Het lijden van God
Ds. W.G. Hulsman | Geen reacties | 18-04-2024| 09:35
Vraag
“Tijdens het lijden leed God de Vader onder het sterven van Zijn Zoon. Zoals ook Abraham leed omdat hij zijn zoon Izak moest offeren.” Dat hoorde ik in een preek zeggen. Je kunt een mens toch niet gelijk stellen met God? Tast je dan de liefde tussen de Zoon en de Vader niet aan? De Vader had toch waardering voor de liefde van de Zoon? Ook staat het toch nergens in de schrift?
Antwoord
Je vraagt of het terecht is om het lijden van God te illustreren met het de geschiedenis van Abraham die zijn zoon moest offeren.

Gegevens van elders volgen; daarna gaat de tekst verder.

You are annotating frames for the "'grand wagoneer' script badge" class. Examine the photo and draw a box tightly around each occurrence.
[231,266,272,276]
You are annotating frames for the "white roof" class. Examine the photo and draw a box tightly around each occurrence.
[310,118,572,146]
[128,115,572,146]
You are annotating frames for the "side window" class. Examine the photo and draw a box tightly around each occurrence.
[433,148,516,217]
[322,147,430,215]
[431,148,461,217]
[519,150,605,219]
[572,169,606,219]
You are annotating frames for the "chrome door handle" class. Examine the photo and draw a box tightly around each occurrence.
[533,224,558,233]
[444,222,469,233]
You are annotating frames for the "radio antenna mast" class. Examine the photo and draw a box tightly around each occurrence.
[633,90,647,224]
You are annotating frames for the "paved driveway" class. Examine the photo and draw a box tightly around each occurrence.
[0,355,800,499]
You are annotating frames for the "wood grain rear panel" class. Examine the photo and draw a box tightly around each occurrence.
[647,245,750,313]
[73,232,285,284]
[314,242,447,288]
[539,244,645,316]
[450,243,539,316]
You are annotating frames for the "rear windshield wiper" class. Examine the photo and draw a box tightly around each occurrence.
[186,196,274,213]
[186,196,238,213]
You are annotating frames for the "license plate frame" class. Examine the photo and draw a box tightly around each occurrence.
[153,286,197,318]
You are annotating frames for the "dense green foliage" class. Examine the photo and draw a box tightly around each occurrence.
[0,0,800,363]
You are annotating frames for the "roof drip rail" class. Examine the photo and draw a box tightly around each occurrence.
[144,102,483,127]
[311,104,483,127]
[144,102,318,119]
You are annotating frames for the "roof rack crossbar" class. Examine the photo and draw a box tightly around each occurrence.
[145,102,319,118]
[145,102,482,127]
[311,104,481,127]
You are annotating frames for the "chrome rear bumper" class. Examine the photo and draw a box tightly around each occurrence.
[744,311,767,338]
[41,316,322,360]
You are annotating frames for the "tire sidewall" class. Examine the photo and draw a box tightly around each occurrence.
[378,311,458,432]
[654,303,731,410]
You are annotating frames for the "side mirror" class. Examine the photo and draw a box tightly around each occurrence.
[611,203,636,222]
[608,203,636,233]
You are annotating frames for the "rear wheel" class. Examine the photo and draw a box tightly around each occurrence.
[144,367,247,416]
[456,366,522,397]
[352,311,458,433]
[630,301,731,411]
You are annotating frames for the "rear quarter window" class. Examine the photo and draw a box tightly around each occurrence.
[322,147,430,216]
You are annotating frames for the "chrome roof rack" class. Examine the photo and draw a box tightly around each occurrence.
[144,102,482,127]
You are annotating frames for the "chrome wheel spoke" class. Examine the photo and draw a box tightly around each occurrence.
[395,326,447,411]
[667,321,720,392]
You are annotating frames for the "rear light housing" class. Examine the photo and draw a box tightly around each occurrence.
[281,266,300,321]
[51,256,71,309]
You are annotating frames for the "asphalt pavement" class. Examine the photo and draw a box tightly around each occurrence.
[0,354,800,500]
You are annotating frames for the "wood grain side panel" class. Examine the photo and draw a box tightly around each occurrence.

Over het lijden van God is er heel veel gediscussieerd. Er is de opvatting dat God op geen enkele wijze lijden kent. Hij is volmaakt. Lijden heeft te maken met onvolmaaktheid. Die gedachte is soms dichterbij dan je denkt. In mijn jeugd gaf een predikant de lofzang van Zacharias vers 4 op. Daarin komt de regel voor “Die met ons lot bewogen.” Hij gaf toen aan: God wordt niet bewogen door ons leed, maar Hij is bewogen in Zichzelf.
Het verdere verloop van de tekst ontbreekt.